History of Westchester County, New York, Vol. II
Judge Steuteville closed the program with a forcible talk on the duty of Americans, and especially American housekeepers, in conserving the food which must be had to win the war. The judge was deeply absorbed in his duties as chairman of the county food administration and was using every bit of energy he possessed to encourage people in obeying the food regulations.
The next Wednesday night another meeting was held for the purpose of showing honor to the group of men who were to leave on the train for Camp Logan at 2 :00 a. m., the same night.

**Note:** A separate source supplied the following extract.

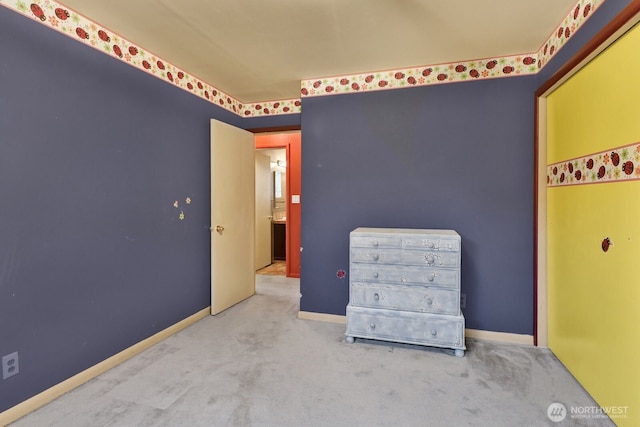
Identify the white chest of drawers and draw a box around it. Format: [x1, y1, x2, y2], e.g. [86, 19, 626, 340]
[345, 228, 466, 357]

Many more names were added to the muster roll at a meeting held early in March.
War Work Moving Along
The steady progress of the tenor of war work was marked by so many steps that it is impossible to chronicle all of them in this short review. Just to pause for a moment and glance at a single week in April, 1918, one year after the entrance of our country into this conflict, we find numerous significant marks of the steady progress of this work. At that time, Morrill county was examining men to send another contingent of twelve to Camp Funston at the end of the month. The Food Administration was announcing further stringent rules. The Red Cross knitting department was moving to the back rooms of the First National Bank. The Third Liberty Loan was going strong and Morrill county was headed, in the first five days for that usual mark, "surpassing its quota." A rousing series of patriotic meetings were held on April 7th and 8th at Broadwater and Bayard and Bridgeport with serious patriotic addresses by Hon. W. L. Dowling, of Madison, Nebraska. The United States Boys' Working Reserve was prepared to register every boy between the ages of sixteen and twenty-one for non-military, agricultural and other industrial service outside of school terms.